Итак, мы возвращались домой. Покуда я вдыхал всеми легкими свежий воздух начинающейся зимы, мне припоминались те «кабы позволили» да «когда же наконец позволят», которые в продолжение нескольких часов преследовали мой слух.
Мне казалось, что я целый вечер видел перед собой человека, который зашел в бесконечный, темный и извилистый коридор и ждет чуда, которое вывело бы его оттуда. С одной стороны, его терзает мысль: «А что, если мне всю жизнь суждено бродить по этому коридору?» С другой — стремление увидеть свет само по себе так настоятельно, что оно, даже в виду полнейшей безнадежности, нет-нет да и подскажет: «А вот, погоди, упадут стены по обе стороны коридора, или снесет манием волшебства потолок, и тогда…»
Я знаю, что в коридоры никто собственною охотой не заходит; я знаю, что есть коридоры обязательные, которые самою судьбою устроиваются в виду известных вопросов; но положение человека, поставленного в необходимость блуждать и колебаться между страхом гибели и надеждой на чудесное падение стен, от этого отнюдь не делается более ясным.

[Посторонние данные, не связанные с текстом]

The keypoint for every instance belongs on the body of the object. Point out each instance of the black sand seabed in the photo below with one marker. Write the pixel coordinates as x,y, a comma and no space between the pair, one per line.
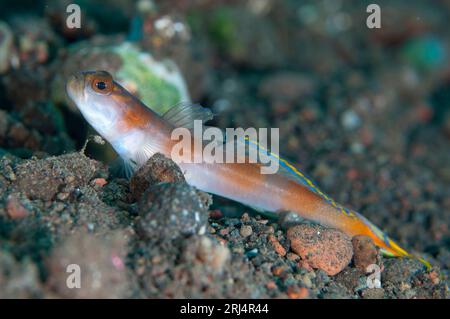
365,113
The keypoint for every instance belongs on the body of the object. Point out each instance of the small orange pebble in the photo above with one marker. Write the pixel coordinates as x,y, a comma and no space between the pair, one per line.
277,246
100,182
277,271
434,277
292,256
271,285
221,240
14,207
215,214
224,231
304,264
295,292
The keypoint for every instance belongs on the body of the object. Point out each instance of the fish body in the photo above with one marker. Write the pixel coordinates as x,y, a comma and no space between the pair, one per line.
137,133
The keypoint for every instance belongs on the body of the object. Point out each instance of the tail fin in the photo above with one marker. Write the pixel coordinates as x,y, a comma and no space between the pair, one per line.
389,247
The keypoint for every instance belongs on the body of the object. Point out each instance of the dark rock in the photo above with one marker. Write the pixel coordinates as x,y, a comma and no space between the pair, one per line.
101,264
171,210
43,179
365,252
158,169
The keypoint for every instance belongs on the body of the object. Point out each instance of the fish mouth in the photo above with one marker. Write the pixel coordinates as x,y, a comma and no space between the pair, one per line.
75,86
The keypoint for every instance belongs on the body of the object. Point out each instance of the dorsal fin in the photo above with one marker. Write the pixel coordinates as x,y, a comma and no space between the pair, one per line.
184,114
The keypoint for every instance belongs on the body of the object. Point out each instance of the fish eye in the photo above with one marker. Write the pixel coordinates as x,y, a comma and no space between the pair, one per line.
103,86
100,85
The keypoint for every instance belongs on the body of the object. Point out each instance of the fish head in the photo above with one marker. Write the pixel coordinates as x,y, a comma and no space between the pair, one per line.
93,93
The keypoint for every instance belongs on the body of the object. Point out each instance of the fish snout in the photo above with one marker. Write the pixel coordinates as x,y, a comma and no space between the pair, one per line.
75,85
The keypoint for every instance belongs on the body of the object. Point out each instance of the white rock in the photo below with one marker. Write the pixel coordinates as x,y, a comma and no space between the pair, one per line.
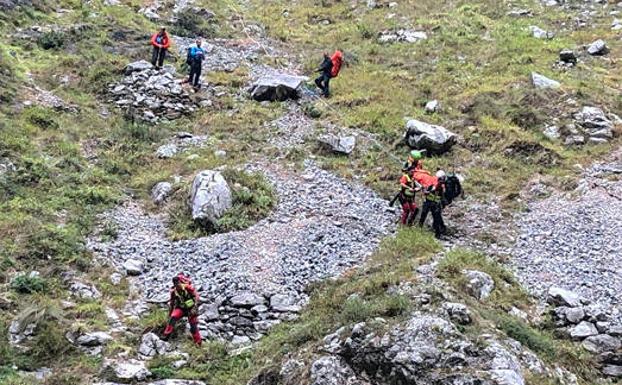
583,330
210,196
134,266
542,82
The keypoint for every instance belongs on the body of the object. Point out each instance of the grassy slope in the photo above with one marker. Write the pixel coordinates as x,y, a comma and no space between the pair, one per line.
475,57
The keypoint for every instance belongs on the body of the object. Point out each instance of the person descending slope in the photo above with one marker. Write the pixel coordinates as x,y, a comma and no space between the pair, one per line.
433,189
196,55
407,197
330,68
160,42
337,60
184,302
325,71
414,161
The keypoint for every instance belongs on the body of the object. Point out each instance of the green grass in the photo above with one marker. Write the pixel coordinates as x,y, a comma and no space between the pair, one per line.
476,62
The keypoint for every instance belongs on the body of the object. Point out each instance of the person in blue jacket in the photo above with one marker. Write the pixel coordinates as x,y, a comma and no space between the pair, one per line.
196,55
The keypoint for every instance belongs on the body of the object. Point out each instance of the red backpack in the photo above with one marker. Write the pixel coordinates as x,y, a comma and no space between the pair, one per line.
184,279
337,60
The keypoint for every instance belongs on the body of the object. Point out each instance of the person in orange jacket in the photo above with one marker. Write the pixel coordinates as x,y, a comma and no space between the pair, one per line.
160,42
329,69
184,302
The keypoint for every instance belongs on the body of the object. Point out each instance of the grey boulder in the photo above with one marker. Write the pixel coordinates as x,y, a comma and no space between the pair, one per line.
210,197
160,192
284,303
595,122
279,87
137,66
597,48
435,139
542,82
93,339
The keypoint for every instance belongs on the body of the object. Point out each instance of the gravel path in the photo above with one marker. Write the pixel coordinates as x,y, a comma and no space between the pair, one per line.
322,226
576,243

Это все-таки положение человека, которого ум поглощен не действительным предметом известных и ясно сознанных стремлений, а теми несносными околичностями, которые, бог весть откуда, легли на пути и ни на́ волос не приближают к цели.
Такого рода именно положение совершенно отчетливо рисовалось мне посредине этих беспрестанно повторявшихся двух фраз, из которых одна гласила: «Неужели ж, наконец, не позволят?», а другая: «А что, если не позволят?»
«Что, ежели позволят? — думалось, в свою очередь, и мне. — Ведь начальство — оно снисходительно; оно, чего доброго, все позволит, лишь бы ничего из этого не вышло. Что тогда будет? Будут ли они усердны в исполнении лежащих на них обязанностей? — Конечно, будут, ибо не доказывают ли телеграфистки? Окажут ли себя способными охранять казенный интерес? — Конечно, окажут, ибо не доказывают ли кассирши на железных дорогах?»
В моих глазах это было так ясно, что, если б зависело от меня, я, конечно, ни одной минуты не колебался бы: я бы позволил…
Скажите, какой вред может произойти от того, что в Петербурге, а быть может, и в Москве, явится довольно компактная масса женщин, скромных, почтительных, усердных и блюдущих казенный интерес, женщин, которые, встречаясь друг с другом, вместо того чтоб восклицать: «Bonjour, chère mignonne![95] какое вчера на princesse N.[96] платье было!» — будут говорить: «А что, mesdames, не составить ли нам компанию для защиты мясниковского дела?»
Какая опасность может предстоять для общества от того, что женщины желают учиться, стремятся посещать Медико-хирургическую академию, слушать университетские курсы? Допустим даже самый невыгодный исход этого дела: что они ничему ие научатся и потратят время задаром — все-таки спрашивается: кому от этого вред? Кто пострадает от того, что они задаром проведут свое и без того даровое время?
Как ни повертывайте эти вопросы, с какими иезуитскими приемами ни подходите к ним, а ответ все-таки будет один: нет, ни вреда, ни опасности не предвидится никаких… За что же это жестокое осуждение на бессрочное блуждание в коридоре, которое, представляя собою факт беспричинной нетерпимости, служит, кроме того, источником «шума» и «резкостей»?
Я знаю, многие полагают, будто женская работа не может быть так чиста, как мужская. Но, во-первых, мы этого еще не знаем. Мы даже приблизительно не можем определить, каким образом женщина обработала бы, например, мясниковское дело*, и не чище ли была бы ее работа против той мужской, которую мы знаем. Во-вторых, мы забываем, что определение степени чистоты работы должно быть вполне предоставлено давальцам: не станет женщина чисто работать — растеряет давальцев. В-третьих, наконец, не напрасно же сложилась на миру пословица: не боги горшки обжигают, а чем же, кроме «обжигания горшков», занимается современный русский человек, к какому бы он полу или возрасту ни принадлежал?